3. **Positional encodings use the correct offset** based on the current cache length (the new token is at position `cache_len`, not `0`).
4. The **`generate` function performs incremental decoding** with the cache (pre-fill the prompt, then feed one token at a time).
Finally, verify that **deterministic generation with and without the KV cache produces the same token sequence**.
```hint Cache append & shapes
The cache holds already-computed keys/values per layer — shapes like `k_cache, v_cache: [B, H, T_past, D_head]`. Each step, compute $q,k,v$ for only the **new** token(s) (`q: [B, H, T_new, D_head]`), append the new $k,v$ along the time axis to get `[B, H, T_past + T_new, D_head]`, then attend the new query against the **full** concatenated K/V. Keep one cache per attention layer.
```
```hint Masking & position offset
When you decode one token against a cache of only past keys, the query cannot see a future position — so a full causal mask is unnecessary for the single-new-token case. You still need the causal mask on the pre-fill pass (cache empty / multiple tokens at once), and a local mask if you ever feed more than one new token per step. For positions, use `positions = arange(T_new) + cache_len`; forgetting the offset reuses early position indices and silently diverges from the uncached path.
```
```hint Proving equivalence
Turn dropout off (`model.eval()`), decode greedily (argmax) with the same prompt and seed on both paths, and compare token IDs one-by-one. They must match exactly. If they diverge at step $k$, inspect the position indices and the mask at exactly that step first, then the order of cache appends.
```
#### Clarifying Questions for this Part
- Does the existing `forward` need to optionally accept and return per-layer cache state, or should I subclass/wrap the model to thread it through?
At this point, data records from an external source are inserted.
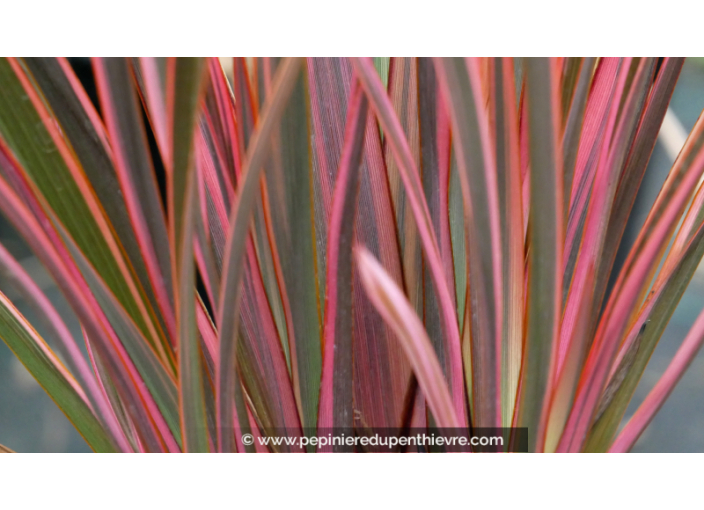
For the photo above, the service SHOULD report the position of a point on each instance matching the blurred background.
(31, 422)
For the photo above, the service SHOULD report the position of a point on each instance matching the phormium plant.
(346, 243)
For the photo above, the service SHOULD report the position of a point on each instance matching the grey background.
(31, 422)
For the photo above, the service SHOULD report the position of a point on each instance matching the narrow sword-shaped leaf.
(545, 238)
(137, 181)
(656, 398)
(464, 95)
(184, 87)
(411, 179)
(49, 161)
(397, 311)
(234, 251)
(336, 389)
(381, 371)
(66, 345)
(290, 203)
(40, 361)
(631, 284)
(434, 127)
(573, 127)
(49, 249)
(512, 239)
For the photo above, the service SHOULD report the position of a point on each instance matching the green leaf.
(40, 361)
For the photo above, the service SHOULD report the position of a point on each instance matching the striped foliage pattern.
(300, 244)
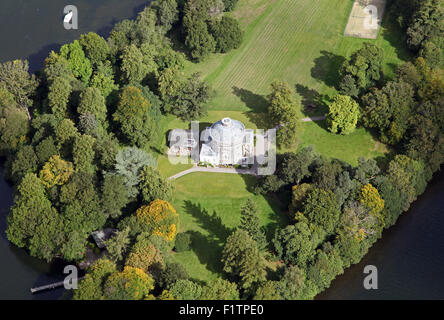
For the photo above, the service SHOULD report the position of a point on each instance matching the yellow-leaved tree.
(56, 171)
(159, 218)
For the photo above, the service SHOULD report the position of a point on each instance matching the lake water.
(409, 257)
(29, 30)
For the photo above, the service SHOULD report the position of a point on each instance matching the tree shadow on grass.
(313, 103)
(256, 102)
(326, 68)
(210, 222)
(208, 250)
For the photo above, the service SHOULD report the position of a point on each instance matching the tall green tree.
(362, 70)
(251, 224)
(133, 117)
(343, 115)
(33, 222)
(95, 47)
(242, 259)
(15, 78)
(284, 111)
(153, 186)
(78, 63)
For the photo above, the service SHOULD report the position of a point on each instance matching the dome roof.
(227, 131)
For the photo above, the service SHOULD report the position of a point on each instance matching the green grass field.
(302, 42)
(299, 41)
(209, 208)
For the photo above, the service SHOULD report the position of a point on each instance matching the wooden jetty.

- Should `generate` pre-fill the prompt in a single forward (then loop one token), or feed the prompt token-by-token to build the cache?
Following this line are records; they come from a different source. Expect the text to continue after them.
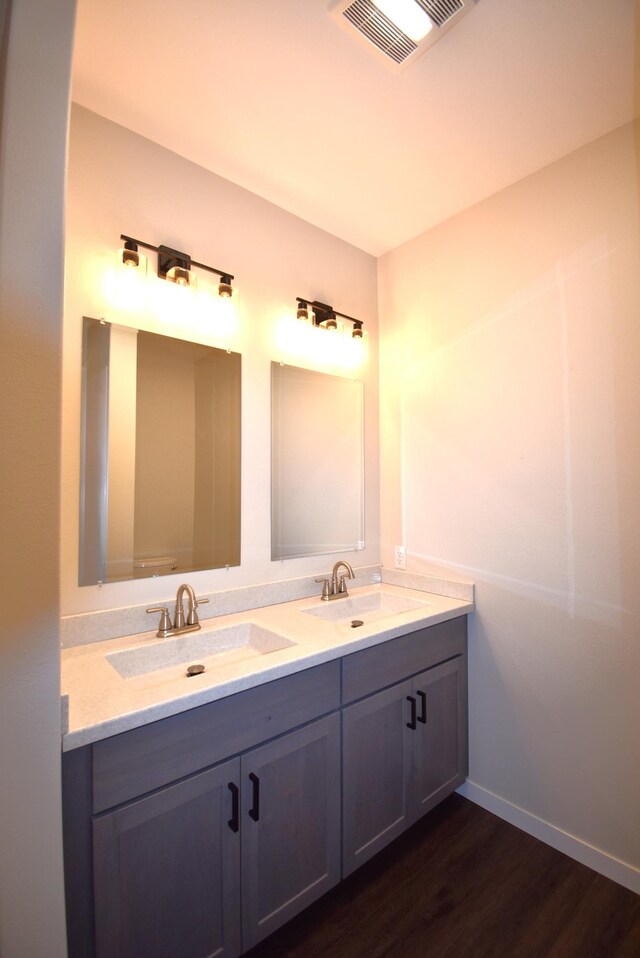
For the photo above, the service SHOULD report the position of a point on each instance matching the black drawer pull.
(254, 811)
(423, 707)
(412, 722)
(234, 821)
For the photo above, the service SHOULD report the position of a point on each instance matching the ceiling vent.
(366, 21)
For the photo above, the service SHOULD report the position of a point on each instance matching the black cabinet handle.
(423, 707)
(412, 723)
(254, 811)
(234, 821)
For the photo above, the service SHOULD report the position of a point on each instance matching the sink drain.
(194, 670)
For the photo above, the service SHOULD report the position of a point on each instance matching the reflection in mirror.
(317, 471)
(160, 455)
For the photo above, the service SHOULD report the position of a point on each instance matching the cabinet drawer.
(146, 758)
(383, 665)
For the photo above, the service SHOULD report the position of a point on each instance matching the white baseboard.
(599, 861)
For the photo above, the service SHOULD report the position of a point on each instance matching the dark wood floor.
(464, 884)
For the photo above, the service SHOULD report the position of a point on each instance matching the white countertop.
(103, 703)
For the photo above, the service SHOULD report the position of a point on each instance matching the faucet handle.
(164, 625)
(326, 588)
(192, 617)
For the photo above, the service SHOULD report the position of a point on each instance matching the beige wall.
(121, 183)
(511, 454)
(34, 80)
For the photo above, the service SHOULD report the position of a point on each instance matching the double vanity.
(204, 807)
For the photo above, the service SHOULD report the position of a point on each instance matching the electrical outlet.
(399, 557)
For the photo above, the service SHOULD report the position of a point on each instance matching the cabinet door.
(167, 872)
(377, 750)
(440, 740)
(290, 825)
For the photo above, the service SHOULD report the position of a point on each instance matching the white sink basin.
(365, 608)
(211, 648)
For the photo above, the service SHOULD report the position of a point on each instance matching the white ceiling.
(275, 96)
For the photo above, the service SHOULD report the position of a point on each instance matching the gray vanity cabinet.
(167, 872)
(405, 747)
(199, 834)
(290, 825)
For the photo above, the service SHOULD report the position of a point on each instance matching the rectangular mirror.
(160, 455)
(317, 463)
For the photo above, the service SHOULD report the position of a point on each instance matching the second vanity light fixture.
(325, 316)
(173, 265)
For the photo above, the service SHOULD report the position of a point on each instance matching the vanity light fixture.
(173, 265)
(325, 316)
(130, 257)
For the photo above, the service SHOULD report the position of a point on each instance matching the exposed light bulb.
(225, 289)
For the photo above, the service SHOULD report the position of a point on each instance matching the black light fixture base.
(168, 258)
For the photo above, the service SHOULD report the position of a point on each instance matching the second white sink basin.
(368, 608)
(211, 648)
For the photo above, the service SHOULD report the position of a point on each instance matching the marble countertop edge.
(101, 703)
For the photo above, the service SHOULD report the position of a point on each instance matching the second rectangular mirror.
(317, 463)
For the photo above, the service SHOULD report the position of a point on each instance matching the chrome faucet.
(336, 587)
(180, 625)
#### What This Part Should Cover
- A correct, layer-wise cache: new K/V appended in time order, query attends against the full prefix, cache returned/persisted across steps.
- Right masking discipline: no full causal mask for single-token-with-cache, but a causal mask retained for multi-token pre-fill.
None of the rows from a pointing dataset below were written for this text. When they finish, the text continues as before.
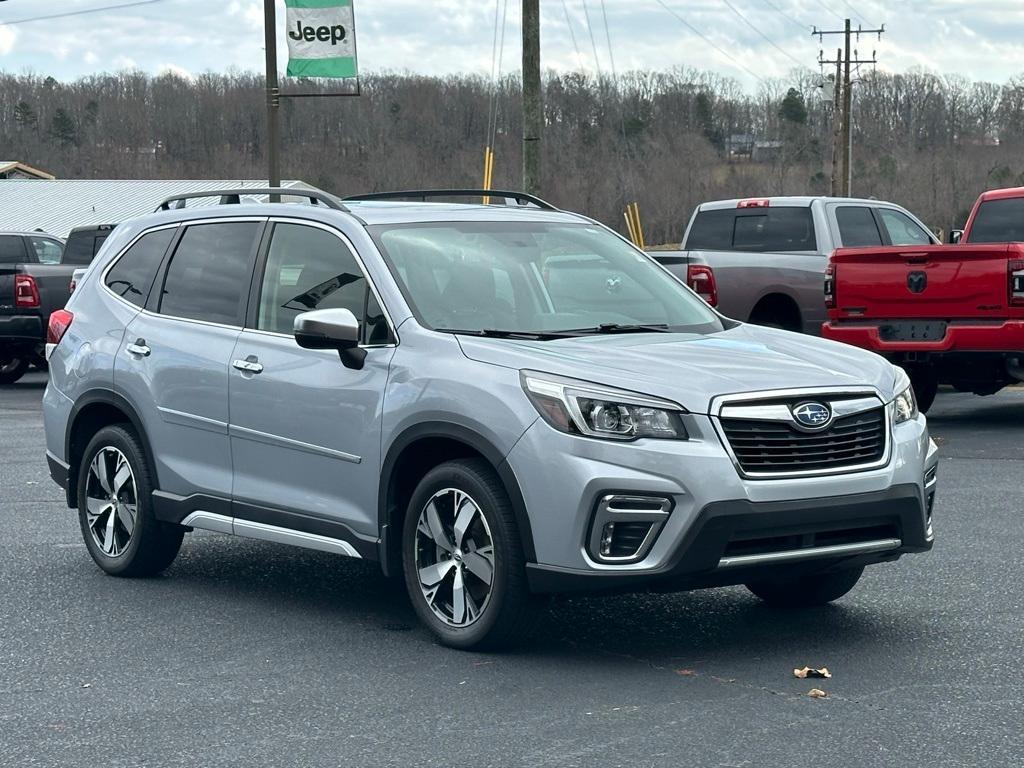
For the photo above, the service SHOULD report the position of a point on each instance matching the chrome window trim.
(359, 262)
(720, 403)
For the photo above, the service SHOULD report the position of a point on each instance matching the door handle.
(249, 366)
(139, 348)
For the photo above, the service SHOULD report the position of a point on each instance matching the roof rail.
(233, 197)
(521, 199)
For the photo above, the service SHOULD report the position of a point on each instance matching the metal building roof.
(57, 207)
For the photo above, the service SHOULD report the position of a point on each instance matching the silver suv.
(493, 401)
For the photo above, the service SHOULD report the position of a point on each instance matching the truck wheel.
(115, 509)
(926, 385)
(462, 557)
(806, 591)
(12, 369)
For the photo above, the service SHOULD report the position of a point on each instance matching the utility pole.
(837, 185)
(843, 134)
(532, 113)
(272, 94)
- Correct position offset (`+ cache_len`) and a clear explanation of why omitting it breaks equivalence.
- An explicit equivalence test (eval mode + greedy + fixed seed) and an articulated complexity argument: per-step attention recompute drops from $O(T^2)$ over the run to $O(T)$ work per new token.
### What a Strong Answer Covers
These dimensions span both parts:
- Treats the KV cache as an **inference-only optimization that must not change outputs** — never letting it alter training or numerical results.
- Uses **reproducible validation** throughout: overfit-a-batch for Part 1, exact token-sequence equality for Part 2, with dropout off and decoding held deterministic.
- Communicates the *why* behind each fix and each cache decision, not just the code edit.
### Follow-up Questions
- What is the time and memory complexity of generating $T$ tokens with vs. without the KV cache? Estimate cache memory for $L$ layers, $H$ heads, head dim $D$, sequence length $T$, batch size $B$, and discuss when memory (not compute) becomes the bottleneck for long contexts.
- How would you extend the cache to **batched decoding** with prompts of different lengths (left-padding, ragged caches, per-sequence position offsets), and what breaks if the per-sequence offsets are wrong?
- Sketch how this changes for **rotary position embeddings (RoPE)** — where does the offset get applied, and does the cache store pre- or post-rotation keys?
- How do **multi-query attention (MQA)** or **grouped-query attention (GQA)** reduce the KV-cache footprint, and what is the quality trade-off?
- If equivalence fails by *one* token deep into a long generation, how would you localize the cause — what would you log, and at which layer/step?
Quick Answer: This question evaluates debugging and implementation skills for transformer-based autoregressive language models, focusing on attention mechanics, positional embeddings, causal masking, and integrating a key-value (KV) cache for incremental decoding.